Шествие этой оформленной воинской части более всего потрясло Воротынцева: армейская часть шла в строю приветствовать самозваную власть, когда и старая ведь никуда не делась!
Нет, это они без хозяина рассудили…
Но – как же назвать то, что делалось?
На Тверской на тротуарах толпилось столько зевак – и не пройдёшь. Поднимался Воротынцев по Тверской, выходя и на мостовую, с измешанным бурым снегом. Валила густо публика и вверх, и вниз.
Вдруг послышалось сильное странное тарахтенье и гул. Публика шарахнулась. Потом догадалась смотреть вверх. Вдоль Тверской летел аэроплан! Все запрокидывали головы, всё останавливалось.
Летел низко, саженей сто, хорошо виден, то ещё снижаясь, то повышаясь. Ничего не разбрасывал, а на крыле нёс красный флажок…
И – туда же, к Воскресенской.
И ему с улицы кричали «ура» и шапки подбрасывали.

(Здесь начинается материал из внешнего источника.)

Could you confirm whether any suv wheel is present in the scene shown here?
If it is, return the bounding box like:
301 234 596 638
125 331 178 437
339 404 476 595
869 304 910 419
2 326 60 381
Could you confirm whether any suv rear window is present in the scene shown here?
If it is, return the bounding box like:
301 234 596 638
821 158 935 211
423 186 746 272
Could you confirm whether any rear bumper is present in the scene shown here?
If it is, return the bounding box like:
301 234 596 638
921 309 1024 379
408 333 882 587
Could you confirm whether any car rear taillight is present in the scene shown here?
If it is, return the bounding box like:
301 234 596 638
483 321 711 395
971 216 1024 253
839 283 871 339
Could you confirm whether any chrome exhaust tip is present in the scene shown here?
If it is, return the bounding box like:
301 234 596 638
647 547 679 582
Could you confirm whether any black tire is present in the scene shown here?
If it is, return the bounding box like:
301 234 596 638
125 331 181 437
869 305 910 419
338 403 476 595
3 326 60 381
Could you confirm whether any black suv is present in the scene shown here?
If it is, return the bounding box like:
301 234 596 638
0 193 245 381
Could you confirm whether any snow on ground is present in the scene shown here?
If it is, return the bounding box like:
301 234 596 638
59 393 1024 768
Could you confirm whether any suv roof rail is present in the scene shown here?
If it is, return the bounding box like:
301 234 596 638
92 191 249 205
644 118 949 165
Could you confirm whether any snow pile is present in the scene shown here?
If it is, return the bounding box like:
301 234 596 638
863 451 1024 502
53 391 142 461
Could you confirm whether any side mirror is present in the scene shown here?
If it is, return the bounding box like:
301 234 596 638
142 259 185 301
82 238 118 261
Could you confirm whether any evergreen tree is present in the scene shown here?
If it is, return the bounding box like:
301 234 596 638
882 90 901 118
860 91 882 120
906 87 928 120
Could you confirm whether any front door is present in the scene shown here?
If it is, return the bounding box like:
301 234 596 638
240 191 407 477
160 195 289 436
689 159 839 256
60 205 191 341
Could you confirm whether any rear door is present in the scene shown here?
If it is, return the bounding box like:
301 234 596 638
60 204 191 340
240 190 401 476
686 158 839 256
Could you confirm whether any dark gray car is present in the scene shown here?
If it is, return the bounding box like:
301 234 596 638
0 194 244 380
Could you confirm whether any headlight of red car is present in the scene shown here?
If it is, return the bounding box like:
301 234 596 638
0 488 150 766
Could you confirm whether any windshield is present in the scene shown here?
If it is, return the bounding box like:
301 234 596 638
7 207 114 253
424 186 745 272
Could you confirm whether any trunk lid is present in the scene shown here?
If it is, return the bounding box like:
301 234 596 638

Зато следом ехал опять грузовик – с солдатами, рабочими, студентами – и разбрасывали направо и налево какие-то листовки. Прохожие хватали. Воротынцеву любопытно было бы прочесть, но не мог полковник нагнуться и поднять. Или просить у кого-нибудь.
И ещё прокатили вниз две трёхдюймовые пушки – этим толпа кричала особенно восторженно. Номера ходко шли рядом и помахивали.
Несколько штатских провели арестованного городового – рослого, с полицейским самоуверенным лицом.
С генерал-губернаторского дома тоже свисал красный флаг. Вот так-так. Суета подле него, автомобильная и санная, показывала, что новая власть занимала места.
А по ту сторону: на поднятой шашке Скобелева -торчала красная тряпка. У памятники возвышался оратор, на чём-то поставленный. Он не говорил, а выкрикивал – и сотни две любопытных густилось вокруг, и кричали ему одобрительно. (Разглядел Воротынцев, что кричит он с грузовика).
А в Гнездиковский сворачивали – там было разгромлено охранное отделение, любые заходили туда, оттуда выносили бумаги, читали, смеялись.
Пока дошёл Воротынцев до бульвара – встретил ещё новое: два студента на двух палках несли какой-то фанерный щит, а на нём наспех, неровными буквами, с подтекшей краснотой: «Да здравствует демократическая республика!»
И после этого показалось Воротынцеву, что он уже перевидал сегодня всё мыслимое. И больше нечего ему ходить, смотреть, больше нечего делать в Москве.
Но он ошибся.
Памятник Пушкину у начала Тверского бульвара был приметно ощетинен. Одна палка с красным долгим вымпелом торчала от плеча его – и вверх, высоко. Другая – по согнутому правому локтю – и вперёд. Ещё два флага выдвигались из низа постамента. Сам поэт был перепоясан по плечу наискось красной лентой. А на постамент спереди прикреплена сплошная красная бязь, и на ней довольно тщательно выведено белыми буквами:
Товарищ, верь, взойдёт она,
Заря пленительного счастья!
Вокруг цепной обвески памятника стояли где дамы, где купеческого вида старики, старушки с обвязью платков поверх меховых шапок. Несколько солдат, несколько – типа прислуги.
Эти – глядели и через цепи, на ту сторону, пускали семячки на снег.
*****
МОСКВА ЗАМУЖ ИДЁТ! – ПИТЕР ЖЕНИТСЯ!
*****
На подъезде к Таврическому шествия с параллельных улиц втискивались в Шпалерную, а с тротуаров махали им и кричали. Кутепов поглядывал с омерзением. Стоял будний день, среда, третья неделя поста, 32-й месяц войны, на фронте сидели в собачьих норах, сторожили врага, хода сообщения заметало снегом и в них проносили стынущие котелки, Россия воевала, закопанная в землю, а эта столичная развратная шваль ликовала от того, что перебили полицейских и можно безобразить, пить и грабить.